Start with simplistic. The entire bill is less than 100 words and does precisely one thing: It gives Democrats an opportunity to make four new appointments to the Supreme Court. Though it is called the Judiciary Act, it does not purport to address issues of federal jurisdiction, the size of appeals courts, or any of the technical matters that are traditionally the subject of such bills. Instead, it recalls President Franklin Delano Roosevelt’s failed proposal in 1937 to pack the courts to secure the New Deal. That proposal was rejected by Democrats as a threat to liberal democracy, and for good reason: If one party moves to pack the courts when it holds the Senate and presidency, the other side will likely do the same when the tables turn, and the courts will be viewed, even more than they already are, as just another partisan branch.

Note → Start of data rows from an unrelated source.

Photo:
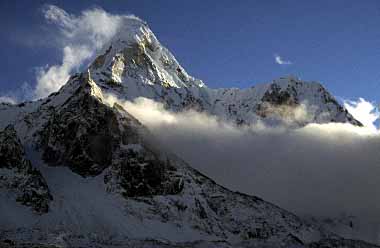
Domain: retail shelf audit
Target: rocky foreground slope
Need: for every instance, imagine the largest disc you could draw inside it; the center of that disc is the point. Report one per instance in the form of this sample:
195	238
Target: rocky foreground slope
76	171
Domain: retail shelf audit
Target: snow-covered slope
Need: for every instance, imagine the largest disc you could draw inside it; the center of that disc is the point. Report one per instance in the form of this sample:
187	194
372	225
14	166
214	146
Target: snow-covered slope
89	173
135	64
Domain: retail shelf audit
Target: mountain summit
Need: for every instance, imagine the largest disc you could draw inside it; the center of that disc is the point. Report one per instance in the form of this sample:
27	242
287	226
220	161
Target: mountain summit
76	171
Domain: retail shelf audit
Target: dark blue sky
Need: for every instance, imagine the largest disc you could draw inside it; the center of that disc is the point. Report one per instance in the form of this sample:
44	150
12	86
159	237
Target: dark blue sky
224	43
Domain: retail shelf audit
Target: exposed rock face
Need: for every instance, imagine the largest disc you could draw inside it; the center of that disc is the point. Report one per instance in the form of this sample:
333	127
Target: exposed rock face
18	175
137	193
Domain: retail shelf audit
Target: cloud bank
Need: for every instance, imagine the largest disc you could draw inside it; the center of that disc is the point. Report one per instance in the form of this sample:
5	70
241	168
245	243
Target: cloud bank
80	37
279	60
364	111
321	170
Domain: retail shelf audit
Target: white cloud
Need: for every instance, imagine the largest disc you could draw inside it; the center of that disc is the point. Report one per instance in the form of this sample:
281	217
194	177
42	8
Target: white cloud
279	60
8	99
363	111
320	169
80	38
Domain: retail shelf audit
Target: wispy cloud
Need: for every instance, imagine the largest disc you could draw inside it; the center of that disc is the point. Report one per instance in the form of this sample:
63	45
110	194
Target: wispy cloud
279	60
301	160
364	111
80	37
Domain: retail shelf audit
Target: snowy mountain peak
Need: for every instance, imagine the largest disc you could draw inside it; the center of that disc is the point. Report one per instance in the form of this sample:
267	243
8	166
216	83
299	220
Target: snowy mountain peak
135	54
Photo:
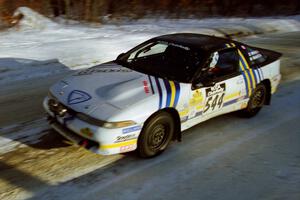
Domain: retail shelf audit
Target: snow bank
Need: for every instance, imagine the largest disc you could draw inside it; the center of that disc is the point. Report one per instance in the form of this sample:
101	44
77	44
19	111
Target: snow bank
32	19
25	51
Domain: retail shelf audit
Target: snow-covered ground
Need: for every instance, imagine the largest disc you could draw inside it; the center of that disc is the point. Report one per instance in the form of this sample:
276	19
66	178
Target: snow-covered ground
224	158
39	47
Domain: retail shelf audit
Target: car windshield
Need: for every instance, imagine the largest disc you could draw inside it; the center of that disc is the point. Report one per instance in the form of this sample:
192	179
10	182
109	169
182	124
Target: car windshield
163	59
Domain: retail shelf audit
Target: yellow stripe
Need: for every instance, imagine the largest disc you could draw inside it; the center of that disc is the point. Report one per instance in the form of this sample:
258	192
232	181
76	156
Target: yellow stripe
231	96
184	112
173	93
119	144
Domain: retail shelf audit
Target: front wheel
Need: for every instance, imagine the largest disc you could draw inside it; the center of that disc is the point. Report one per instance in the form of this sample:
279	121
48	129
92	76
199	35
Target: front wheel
256	101
156	135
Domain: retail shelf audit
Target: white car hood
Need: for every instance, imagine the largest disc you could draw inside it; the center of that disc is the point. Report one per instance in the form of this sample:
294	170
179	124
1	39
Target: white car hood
107	88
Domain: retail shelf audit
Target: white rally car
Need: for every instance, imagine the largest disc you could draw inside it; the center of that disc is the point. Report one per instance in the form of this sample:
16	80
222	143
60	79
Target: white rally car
149	95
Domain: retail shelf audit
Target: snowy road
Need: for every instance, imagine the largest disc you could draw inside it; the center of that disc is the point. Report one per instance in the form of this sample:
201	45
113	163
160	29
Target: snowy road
224	158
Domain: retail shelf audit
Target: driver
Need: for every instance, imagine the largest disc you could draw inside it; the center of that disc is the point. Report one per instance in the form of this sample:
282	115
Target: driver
213	68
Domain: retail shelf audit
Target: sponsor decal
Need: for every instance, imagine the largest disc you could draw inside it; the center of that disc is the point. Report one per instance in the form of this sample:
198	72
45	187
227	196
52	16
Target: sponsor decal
118	145
214	97
87	132
77	96
131	129
101	70
127	148
125	138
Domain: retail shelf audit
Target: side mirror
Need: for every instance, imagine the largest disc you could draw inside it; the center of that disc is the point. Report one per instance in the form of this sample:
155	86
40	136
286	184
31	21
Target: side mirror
203	84
120	55
197	86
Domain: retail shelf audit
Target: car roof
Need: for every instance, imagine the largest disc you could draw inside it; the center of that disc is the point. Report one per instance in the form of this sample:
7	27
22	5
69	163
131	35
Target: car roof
194	40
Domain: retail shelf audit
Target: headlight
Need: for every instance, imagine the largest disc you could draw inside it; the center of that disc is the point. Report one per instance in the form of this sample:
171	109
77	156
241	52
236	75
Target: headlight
104	124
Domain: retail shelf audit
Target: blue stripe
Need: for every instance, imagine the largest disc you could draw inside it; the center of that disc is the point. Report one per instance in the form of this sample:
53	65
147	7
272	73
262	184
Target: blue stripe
159	92
256	81
230	102
177	86
168	88
151	84
246	83
248	72
257	71
234	101
261	73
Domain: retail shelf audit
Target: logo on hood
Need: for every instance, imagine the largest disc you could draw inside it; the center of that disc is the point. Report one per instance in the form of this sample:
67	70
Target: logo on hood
77	96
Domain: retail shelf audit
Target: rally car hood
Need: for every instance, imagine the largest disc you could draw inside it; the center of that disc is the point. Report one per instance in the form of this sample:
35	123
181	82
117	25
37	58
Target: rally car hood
107	87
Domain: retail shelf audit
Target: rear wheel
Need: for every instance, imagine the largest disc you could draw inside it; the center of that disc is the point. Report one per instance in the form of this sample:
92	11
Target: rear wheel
156	135
256	101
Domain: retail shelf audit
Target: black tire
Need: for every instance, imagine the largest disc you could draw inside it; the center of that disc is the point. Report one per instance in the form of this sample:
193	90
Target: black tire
256	101
156	135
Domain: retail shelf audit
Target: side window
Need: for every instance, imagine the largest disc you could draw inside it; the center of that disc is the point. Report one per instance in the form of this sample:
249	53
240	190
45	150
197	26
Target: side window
255	56
223	63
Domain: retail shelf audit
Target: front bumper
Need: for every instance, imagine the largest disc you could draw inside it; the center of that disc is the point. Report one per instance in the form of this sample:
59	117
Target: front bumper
96	139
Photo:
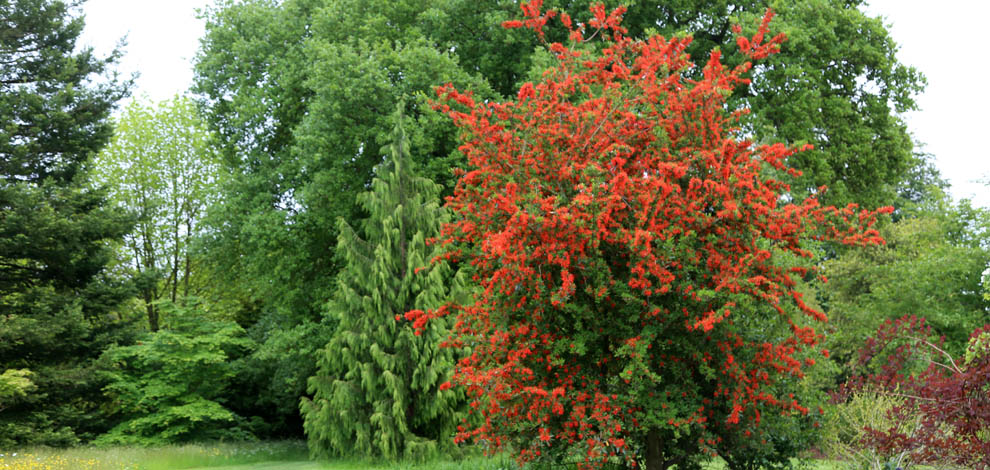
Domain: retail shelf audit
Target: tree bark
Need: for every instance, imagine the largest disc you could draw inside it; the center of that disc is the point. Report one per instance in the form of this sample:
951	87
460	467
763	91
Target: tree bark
654	454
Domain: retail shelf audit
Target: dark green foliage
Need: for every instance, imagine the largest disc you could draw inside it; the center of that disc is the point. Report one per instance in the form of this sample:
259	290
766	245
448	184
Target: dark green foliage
932	266
377	389
268	382
52	118
169	386
56	298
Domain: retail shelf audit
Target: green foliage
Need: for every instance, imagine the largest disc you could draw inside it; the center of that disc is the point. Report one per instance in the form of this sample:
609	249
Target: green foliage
15	384
377	391
57	300
169	386
932	266
846	427
299	94
268	382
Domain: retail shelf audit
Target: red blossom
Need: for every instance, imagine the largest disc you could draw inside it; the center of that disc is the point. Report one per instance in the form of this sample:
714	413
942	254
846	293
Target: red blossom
613	220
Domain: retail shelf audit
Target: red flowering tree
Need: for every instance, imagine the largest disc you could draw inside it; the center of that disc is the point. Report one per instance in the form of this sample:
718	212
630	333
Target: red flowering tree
946	399
636	261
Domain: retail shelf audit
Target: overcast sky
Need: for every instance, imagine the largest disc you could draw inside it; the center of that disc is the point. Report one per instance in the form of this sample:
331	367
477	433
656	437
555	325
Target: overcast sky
944	40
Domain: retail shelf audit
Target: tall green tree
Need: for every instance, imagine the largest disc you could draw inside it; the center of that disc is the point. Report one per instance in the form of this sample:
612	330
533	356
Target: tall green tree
377	392
56	297
932	266
160	166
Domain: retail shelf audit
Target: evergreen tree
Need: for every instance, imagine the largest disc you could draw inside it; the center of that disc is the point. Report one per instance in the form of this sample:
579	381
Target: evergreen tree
377	391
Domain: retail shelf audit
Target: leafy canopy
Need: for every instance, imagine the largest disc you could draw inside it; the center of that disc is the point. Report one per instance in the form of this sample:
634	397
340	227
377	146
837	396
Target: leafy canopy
634	256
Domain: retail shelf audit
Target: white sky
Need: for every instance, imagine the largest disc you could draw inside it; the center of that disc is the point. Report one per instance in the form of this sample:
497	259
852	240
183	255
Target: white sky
943	40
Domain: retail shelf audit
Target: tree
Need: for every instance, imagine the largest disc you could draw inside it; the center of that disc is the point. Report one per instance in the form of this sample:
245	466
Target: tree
56	298
941	252
636	266
160	167
298	94
838	85
377	391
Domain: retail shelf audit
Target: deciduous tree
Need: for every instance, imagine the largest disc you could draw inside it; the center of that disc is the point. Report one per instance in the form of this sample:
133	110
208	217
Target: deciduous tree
56	297
159	166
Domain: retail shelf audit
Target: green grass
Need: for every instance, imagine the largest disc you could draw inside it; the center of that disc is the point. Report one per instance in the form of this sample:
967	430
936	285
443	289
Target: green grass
290	455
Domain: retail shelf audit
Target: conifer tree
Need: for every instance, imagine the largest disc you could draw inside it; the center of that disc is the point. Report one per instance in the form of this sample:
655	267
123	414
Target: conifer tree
377	390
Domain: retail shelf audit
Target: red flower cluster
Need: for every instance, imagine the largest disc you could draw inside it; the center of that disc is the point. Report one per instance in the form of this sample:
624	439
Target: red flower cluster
616	223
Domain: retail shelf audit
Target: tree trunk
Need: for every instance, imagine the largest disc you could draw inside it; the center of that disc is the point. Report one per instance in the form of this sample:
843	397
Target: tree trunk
152	312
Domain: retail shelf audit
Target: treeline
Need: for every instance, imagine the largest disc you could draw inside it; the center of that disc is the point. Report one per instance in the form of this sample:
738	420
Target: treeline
231	264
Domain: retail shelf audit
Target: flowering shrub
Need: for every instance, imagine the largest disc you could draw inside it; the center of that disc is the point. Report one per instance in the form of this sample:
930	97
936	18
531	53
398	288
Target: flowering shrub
636	261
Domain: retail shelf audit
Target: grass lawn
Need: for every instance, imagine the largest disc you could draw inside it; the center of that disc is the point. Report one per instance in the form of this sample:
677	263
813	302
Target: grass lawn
241	456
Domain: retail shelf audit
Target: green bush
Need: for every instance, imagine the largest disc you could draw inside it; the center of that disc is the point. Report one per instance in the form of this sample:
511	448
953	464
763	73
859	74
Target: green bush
169	387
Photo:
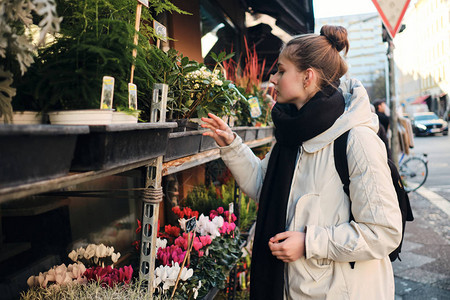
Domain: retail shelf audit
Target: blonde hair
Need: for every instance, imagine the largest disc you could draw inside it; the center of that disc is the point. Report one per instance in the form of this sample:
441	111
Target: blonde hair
320	52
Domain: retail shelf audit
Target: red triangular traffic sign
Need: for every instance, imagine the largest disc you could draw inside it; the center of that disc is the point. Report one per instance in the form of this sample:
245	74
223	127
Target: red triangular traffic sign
391	12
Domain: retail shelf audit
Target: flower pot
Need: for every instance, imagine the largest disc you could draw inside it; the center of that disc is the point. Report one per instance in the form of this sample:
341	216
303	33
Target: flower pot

Perhaps for this reason, the speaker of the House, Nancy Pelosi, has signaled that the bill will be dead on arrival in the House, and so the bill is political theater. Representative Jerrold Nadler, one of the bill’s sponsors, has suggested that the motive is simply to ensure that there is one justice for each of the judicial circuits, which was a norm in the 19th century. That justification is fooling no one, for if that were the only motive, he could have proposed the bill last year when the Republicans controlled the Senate. This is a clear appeal to partisanship.